Als stünde eine Mahlzeit bevor! Nichts davon; zwei Tassen Kaffee, zwei Tassen Tee, zwei Flaschen Wasser und Gläser, keine Häppchen oder Kekse. Vier aufgeschlagene Akten, Kugelschreiber, der immer gleiche DIN-A4-Notizblock der Chefin, kariert mit Rand, auf den sie Zahlen oder abgekürzte Wörter kritzelte. Am Tisch hatte jeder von uns seine Ecke, ich saß Anja gegenüber.

»Eine informatorische Befragung ist das allmählich nicht mehr«, sagte sie.

»Er fängt an zu lügen.«

»Er ist nach wie vor nur ein Zeuge.«

»Lausiger Zeuge.« Jennifer schlug eine Seite ihrer Akte um, eine Kopie aus der Vermisstenstelle. »Schon bei den Kollegen hat er geradezu manisch behauptet, bei seiner Rückkehr am Montagmorgen wär niemand im Haus gewesen.«

Mit ihrer Hornbrille klopfte Anja auf die Akte. »Manisch bedeutet, du unterstellst ihm etwas. Was?«

»Dass er lügt, ganz einfach.« Sie warf mir einen Blick zu.
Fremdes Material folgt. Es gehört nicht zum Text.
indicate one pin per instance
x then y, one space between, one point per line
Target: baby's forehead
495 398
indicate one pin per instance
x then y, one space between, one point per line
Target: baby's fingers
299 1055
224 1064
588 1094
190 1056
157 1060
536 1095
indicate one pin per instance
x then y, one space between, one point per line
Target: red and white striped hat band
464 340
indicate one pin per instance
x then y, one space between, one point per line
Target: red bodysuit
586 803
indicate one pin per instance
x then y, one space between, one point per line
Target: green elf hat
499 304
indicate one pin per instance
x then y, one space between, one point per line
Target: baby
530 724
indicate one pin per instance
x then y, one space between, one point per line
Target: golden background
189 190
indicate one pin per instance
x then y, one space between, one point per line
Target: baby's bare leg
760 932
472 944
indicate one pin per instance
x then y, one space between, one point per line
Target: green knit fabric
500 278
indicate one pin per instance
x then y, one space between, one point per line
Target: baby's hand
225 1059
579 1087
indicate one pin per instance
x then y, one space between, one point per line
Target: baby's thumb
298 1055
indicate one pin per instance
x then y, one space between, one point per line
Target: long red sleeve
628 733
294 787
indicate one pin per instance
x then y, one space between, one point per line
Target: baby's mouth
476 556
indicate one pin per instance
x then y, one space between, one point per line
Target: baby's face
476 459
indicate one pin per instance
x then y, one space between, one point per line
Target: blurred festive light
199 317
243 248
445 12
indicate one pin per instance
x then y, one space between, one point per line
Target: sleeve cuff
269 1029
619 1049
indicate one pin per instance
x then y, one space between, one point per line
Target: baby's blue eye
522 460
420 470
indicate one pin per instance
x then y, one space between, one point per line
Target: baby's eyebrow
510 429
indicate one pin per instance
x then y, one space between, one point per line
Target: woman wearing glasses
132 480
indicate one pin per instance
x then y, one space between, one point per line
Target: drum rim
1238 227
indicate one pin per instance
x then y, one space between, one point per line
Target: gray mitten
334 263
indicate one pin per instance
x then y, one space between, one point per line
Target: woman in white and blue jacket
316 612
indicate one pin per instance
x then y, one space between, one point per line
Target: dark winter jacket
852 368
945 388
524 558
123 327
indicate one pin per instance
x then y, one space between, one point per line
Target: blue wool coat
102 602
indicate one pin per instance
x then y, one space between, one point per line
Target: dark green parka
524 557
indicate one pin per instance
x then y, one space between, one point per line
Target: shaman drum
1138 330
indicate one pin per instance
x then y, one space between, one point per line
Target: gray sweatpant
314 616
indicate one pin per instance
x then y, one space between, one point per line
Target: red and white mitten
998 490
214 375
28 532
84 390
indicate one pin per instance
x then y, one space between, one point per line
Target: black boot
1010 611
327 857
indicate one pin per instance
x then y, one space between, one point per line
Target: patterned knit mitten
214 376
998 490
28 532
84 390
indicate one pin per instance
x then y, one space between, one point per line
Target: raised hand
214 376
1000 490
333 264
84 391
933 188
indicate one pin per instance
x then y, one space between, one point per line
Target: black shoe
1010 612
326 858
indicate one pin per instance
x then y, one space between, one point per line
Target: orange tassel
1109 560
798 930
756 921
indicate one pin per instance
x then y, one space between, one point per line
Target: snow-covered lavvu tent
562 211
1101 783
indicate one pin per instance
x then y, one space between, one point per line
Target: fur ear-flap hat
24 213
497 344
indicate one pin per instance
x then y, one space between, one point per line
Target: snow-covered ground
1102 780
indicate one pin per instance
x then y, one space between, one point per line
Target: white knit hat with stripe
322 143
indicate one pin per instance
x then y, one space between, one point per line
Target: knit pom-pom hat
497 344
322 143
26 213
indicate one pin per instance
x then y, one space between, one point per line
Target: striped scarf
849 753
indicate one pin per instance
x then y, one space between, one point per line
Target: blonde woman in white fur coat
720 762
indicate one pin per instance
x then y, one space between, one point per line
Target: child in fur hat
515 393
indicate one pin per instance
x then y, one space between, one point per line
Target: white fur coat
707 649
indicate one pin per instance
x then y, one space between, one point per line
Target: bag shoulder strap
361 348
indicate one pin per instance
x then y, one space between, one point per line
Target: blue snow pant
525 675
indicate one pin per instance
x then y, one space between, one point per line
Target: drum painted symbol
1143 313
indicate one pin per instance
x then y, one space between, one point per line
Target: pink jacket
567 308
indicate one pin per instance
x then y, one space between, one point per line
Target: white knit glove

Auch Dennis blätterte in seiner Akte, bis zur letzten Seite. »Keiner der Kollegen hat zu irgendeiner Zeit geglaubt, Barig würde ihnen was verschweigen; er erklärte, dass niemand da war, basta. Der Punkt war damit erst mal erledigt. Trotzdem wiederholte er seine Aussage drei oder vier Mal, völlige Überbetonung eines Aspekts, der die Kollegen, so lese ich das, vorerst nicht weiter interessiert hat, jedenfalls beharrten sie nicht auf einer erneuten Bestätigung.«

»Seltsam genug«, sagte Jennifer.

Die Kriminaloberrätin setzte ihre Brille auf. »Dein Bericht, Fariza. Was hat's mit dem Männertrio vom Walchensee und der Frau aus dem Milieu auf sich? Was haben deine Befragungen gestern Abend ergeben?«

Drüben zuppelte ein Mann namens Barig an den Fransen seiner Selbstsicherheit, also ließ ich mir Zeit.

Kleinfeld, Max: sechsundfünfzig, Bankkaufmann, angestellt in der Filiale der Sparkasse Candidplatz. Bester Freund, Kumpel, Frauenmitverkoster: Stephan Barig.

Nachdem Barig mir gestern am Telefon die Namen seiner Freizeitfreunde genannt hatte, bestellten wir Kleinfeld und den zweiten Mann, Franz Irgang, ins Hunderteinser – beide gleichzeitig und ahnend, dass einer über die lange Wartezeit nicht glücklich sein würde. Intuitiv hatte ich mit Kleinfeld begonnen.

Regelmäßig, etwa einmal im Monat, fuhren die drei Männer – jeder in seinem Auto, Barig im 5er-BMW, Kleinfeld im Toyota Corolla, Irgang im Skoda Octavia – an den siebzig Kilometer entfernten Walchensee. Dort hatte Barig über einen Kunden aus seinem Geschäft preisgünstig eine Hütte erworben, ziemlich verwittert, ohne Strom, nah an der Durchgangsstraße gelegen, mit Zugang zum See.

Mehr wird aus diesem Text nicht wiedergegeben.